Mayer also focuses on the social and political influences that both supported and destabilised Baker’s career. In 1942 Baker volunteered to work with the War Office, directing the Home Guard Town Fighting Series for the Army Kinematograph Service Film Production Unit when he was twenty-six years old. He worked on eight ‘informational’ productions for AKS until 1945.
Mayer argues that Baker’s postwar career developed indirectly and was characterised by interruption and instability, success and disappointment. In 1946 he made The October Man, a postwar British noir film that Mayer suggests falls into the ‘maladjusted veteran’ cycle. The October Man was critically well received; Mayer supports this by referring to a range of reviews; including one linking Baker to Orson Welles. This was a high point for Baker, but by 1948 he described his career as ‘travelling on a descending curve’. In 1950 Baker completed Morning Departure, a film that had a release date that unfortunately coincided with the collision of the HMS Truculent in the Thames, a tragic incident that claimed the lives of sixty-four sailors. Morning Departure was changed to include a foreword that paid tribute to the sailors. With the inclusion of the actual disaster in the film’s promotion, the film was a box-office success.
Mayer also outlines Baker’s role in the development of new cinematic technologies and his experiences of filmmaking in Britain, the US and Hong Kong. In Hollywood, Baker directed Inferno (1953), which was shot in stereoscope. While this was an innovative method of production, the film received a limited release due to the specific conditions required for exhibition.
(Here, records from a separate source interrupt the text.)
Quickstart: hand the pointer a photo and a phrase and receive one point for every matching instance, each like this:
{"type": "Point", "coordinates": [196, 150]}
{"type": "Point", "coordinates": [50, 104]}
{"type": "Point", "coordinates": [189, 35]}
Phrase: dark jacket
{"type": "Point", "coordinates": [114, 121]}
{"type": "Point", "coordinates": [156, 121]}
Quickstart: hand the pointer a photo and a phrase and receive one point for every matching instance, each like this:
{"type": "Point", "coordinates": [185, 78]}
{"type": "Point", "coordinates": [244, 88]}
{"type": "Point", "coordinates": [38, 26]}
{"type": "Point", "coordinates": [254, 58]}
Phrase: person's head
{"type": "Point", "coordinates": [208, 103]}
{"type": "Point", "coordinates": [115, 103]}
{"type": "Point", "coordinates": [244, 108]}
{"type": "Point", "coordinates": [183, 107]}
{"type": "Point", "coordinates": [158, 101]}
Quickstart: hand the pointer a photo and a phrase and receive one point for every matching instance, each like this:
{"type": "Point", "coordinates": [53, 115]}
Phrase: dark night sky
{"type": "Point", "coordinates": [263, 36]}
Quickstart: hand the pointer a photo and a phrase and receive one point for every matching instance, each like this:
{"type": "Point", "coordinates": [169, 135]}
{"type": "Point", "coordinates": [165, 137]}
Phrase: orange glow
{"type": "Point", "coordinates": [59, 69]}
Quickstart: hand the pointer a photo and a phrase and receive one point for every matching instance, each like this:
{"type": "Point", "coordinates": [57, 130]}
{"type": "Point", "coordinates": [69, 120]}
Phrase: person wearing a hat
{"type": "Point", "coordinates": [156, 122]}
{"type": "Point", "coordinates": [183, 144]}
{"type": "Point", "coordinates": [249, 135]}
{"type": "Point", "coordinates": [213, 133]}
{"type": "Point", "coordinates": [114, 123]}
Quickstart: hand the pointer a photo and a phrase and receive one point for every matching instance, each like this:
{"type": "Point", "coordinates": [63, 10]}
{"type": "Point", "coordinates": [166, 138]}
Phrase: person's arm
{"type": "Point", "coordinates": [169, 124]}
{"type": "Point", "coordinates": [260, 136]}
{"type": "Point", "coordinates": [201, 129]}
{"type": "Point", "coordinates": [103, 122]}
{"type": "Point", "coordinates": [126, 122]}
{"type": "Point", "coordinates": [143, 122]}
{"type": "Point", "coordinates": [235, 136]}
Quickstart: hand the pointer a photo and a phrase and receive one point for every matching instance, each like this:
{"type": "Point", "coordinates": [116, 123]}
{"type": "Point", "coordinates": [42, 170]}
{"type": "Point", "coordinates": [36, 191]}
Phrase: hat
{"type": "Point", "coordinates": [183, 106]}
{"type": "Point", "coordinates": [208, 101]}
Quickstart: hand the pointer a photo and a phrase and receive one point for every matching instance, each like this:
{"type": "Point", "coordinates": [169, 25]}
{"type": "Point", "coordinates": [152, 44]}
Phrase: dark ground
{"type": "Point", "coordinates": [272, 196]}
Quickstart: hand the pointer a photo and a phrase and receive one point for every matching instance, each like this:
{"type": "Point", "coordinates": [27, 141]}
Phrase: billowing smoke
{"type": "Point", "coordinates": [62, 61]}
Nevertheless, Inferno is considered one of the most sophisticated of the 1950s experiments in 3D technology. With the Rank studio production Passage Home (1954), Baker experimented with innovations in ‘blue backing’, an advance on back projection that allowed filmmakers to link foregrounds to backgrounds during production. Tiger in the Smoke (1956) was shot predominantly on a small crane to connote an atmosphere of evil. Mayer devotes a chapter to the latter stage of Baker’s career as he moved towards the production of sensational exploitation and horror films for Hammer and Amicus studios between 1967 and 1980. At the Shaw Studios in Hong Kong, Baker directed an East–West fusion with The Legend of the Seven Golden Vampires (1973).
Roy Ward Baker constitutes the ninth volume in the British Film Makers series, edited by Brian McFarlane and Neil Sinyard. The series editors do not limit the writers to any single theoretical methodology, and this plurality is one of the strengths of Mayer’s book. Throughout, Mayer adopts a range of approaches, including detailed reference to film and institutional historiographies, theories of melodrama, questions of cinematic realism and the impact of social-issue problem films. Mayer’s book includes an impressively detailed filmography spanning Baker’s long career in film and television.